Seit Wochen schon sieht man in den Fenstern der Restaurants und Geschäfte bunte Figuren hängen, die auf das kommende Ereignis hinweisen. Es sind fröhliche Figuren, sie lachen, singen, tanzen, trinken Tequila und essen gut gefüllte Tacos. Die Frauenfiguren tragen oft ein Kleid, dazu leuchtend rote Blumen und einen großen Hut. Die Männerfiguren gerne einen Zylinder und frisch polierte Schuhe. Sie bestehen nur aus Knochen und einem Mund voller weißer Zähne, sehen trotzdem gut aus und verstehen es, Spaß zu haben. Diese gut gelaunten Skelette feiern den Tod und das Leben zugleich. Dadurch sind sie die Personifizierung des anstehenden Feiertags, der Idee von der Verschmelzung der beiden Welten. Man hängt sie als Ausschmückung in die Fenster, so wie man andernorts Weihnachtsfiguren oder Tannenbaumzweige im Dezember aufhängt. Sie stimmen ein, auf das kommende Fest.

 

In den Supermärkten tritt der Tag der Toten auch rechtzeitig in Erscheinung, um konsumiert zu werden. Es werden allerhand Accessoires und Geschenke zur Feier angeboten, aber auch Bierflaschen und Kekspackungen mit Skelettmotiven. Die Leute kaufen Totenköpfe aus Zucker, Dutzende Kerzen mit dem Bildnis der Jungfrau von Guadalupe und viele Blumen, mit denen sie die Gräber schmücken.

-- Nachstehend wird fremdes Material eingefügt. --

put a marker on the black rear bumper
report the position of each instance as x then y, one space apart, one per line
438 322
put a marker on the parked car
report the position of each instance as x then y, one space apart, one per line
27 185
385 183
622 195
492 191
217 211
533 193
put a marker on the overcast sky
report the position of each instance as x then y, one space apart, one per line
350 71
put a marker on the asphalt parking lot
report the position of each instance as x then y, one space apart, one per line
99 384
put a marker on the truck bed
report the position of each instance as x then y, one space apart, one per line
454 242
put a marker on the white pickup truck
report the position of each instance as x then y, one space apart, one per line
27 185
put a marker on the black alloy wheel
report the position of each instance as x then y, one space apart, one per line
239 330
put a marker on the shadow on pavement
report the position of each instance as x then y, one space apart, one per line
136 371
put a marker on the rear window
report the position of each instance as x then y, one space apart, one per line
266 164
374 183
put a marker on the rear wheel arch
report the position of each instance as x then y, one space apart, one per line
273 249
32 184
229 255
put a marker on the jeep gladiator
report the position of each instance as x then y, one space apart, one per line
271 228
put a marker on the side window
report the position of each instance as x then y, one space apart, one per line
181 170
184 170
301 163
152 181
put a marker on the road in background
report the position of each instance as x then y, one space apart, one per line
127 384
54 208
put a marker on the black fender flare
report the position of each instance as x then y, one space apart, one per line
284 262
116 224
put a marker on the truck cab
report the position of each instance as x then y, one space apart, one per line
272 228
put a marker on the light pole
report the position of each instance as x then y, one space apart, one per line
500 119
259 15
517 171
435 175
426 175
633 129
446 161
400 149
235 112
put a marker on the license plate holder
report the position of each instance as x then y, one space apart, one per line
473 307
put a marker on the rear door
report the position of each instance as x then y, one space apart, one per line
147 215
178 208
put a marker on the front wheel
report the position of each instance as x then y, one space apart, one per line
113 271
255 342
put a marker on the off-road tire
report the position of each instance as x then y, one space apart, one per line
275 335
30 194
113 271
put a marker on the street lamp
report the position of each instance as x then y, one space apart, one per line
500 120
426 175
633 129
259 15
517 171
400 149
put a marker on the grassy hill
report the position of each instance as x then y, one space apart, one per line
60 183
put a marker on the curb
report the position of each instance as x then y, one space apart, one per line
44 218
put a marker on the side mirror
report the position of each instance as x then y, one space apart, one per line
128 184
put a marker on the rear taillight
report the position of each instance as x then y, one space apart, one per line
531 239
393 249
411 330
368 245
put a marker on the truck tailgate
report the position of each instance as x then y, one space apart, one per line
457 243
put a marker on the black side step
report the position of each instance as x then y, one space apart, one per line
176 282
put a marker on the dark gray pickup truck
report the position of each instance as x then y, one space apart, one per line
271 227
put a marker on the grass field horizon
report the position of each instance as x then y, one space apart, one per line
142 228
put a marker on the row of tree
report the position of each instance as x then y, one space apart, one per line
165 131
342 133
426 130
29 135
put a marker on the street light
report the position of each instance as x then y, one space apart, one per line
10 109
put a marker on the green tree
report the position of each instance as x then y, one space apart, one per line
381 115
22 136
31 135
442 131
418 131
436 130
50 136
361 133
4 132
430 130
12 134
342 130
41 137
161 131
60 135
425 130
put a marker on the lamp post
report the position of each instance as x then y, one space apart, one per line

Die Bäckereien bieten das pan de muerto an, das Brot des Toten. Eine süße Spezialität, die es nur zu diesem Feiertag gibt und die dem Geschehen einen besonderen Geschmack verleiht. Ein Schädel und vier Knochen bilden die Verzierung für dieses zuckerhaltige Gebäck mit Orangenaroma.

 

Das wichtigste Detail der Ausschmückungen sind jedoch die Cempasúchil  Blumen, die auch als Blumen der Toten bezeichnet werden. Nicht nur in den Blumenläden werden große Mengen davon angeboten, sondern auch auf der Straße. Bauern parken ihre Pick-ups am Rande der Wochenmärkte oder schlichtweg an den gut befahrenen Kreuzungen, dort wo man sie leicht sehen kann. Von den Ladeflächen ihrer Lieferwagen verkaufen sie die Blumen direkt an die Laufkundschaft, die in der Regel so viel kauft, wie sie tragen oder in den Kofferraum des Autos stopfen kann. Denn die Blumen der Toten werden großzügig verwendet, man stellt sie nicht in Form eines kleinen Straußes in eine Vase, sondern verteilt große Mengen der feurig orangenen Blumen auf den Gräbern der Verstorbenen, so dass die trockene Erde nicht mehr zu sehen ist. Die Cempasúchil Blumen prägen das Bild der Friedhöfe, sie geben dem Tag der Toten die nötige Farbe und den einzigartigen Duft. Das Ganze ist ein Volksfest, dem man nicht entgehen kann. Überall sind die fröhlichen Skelette, die Backwaren und Blumen zu sehen und erinnern an die Außergewöhnlichkeit der anstehenden Tage. Die Stimmung ist anders in dieser Zeit, die Straßen werden geschmückt und jedermann trifft Vorbereitungen für die Feierlichkeiten. Es ist ein allgegenwärtiges Fest, das bunt, laut und lecker ist.

 

Am 2. November ist es dann soweit, die Lebenden beladen sich mit Sträußen und Gaben, betreten die Friedhöfe und finden sich an den Gräbern der Verstorbenen ein. Die sonst ruhigen Andachtsstätten verwandeln sich binnen weniger Stunden in farbenprächtige Familienfeiern. Sowohl die einfachen Gräber als auch die aufwendigen Mausoleen mit Säulen und Engelsfiguren werden mit reichlich Blumen geschmückt und derart aus ihrer eintönigen Ruhe geholt. Rote und weiße Tupfer mischen sich in das Meer der orangenen Cempasúchil, Rosen, Lilien und Orchideen, je nach Geschmack der Verstorbenen. Kerzen werden angezündet und zwischen die Blumen gestellt, dazu Fotos der Dahingeschiedenen.

 

An vielen Gräbern stehen Musiker neben den Familien und spielen ein paar Lieder zu Ehren der Toten. Manchmal bereiten sie den Verstorbenen eine besondere Freude und geben ihre Lieblingslieder zum Besten. Das Lied, das die Tante immer gesungen hat, wenn sie für ein Fest gekocht hat und guter Laune war. Das Lied, bei dem sich die Großeltern kennengelernt und verliebt haben. Eine alte Hochzeitsmelodie. Alles, was den Geliebten, die nicht mehr auf Erden wandeln, eine Freude bereiten kann. Glücklich sollen sie sein und diesen Tag genießen.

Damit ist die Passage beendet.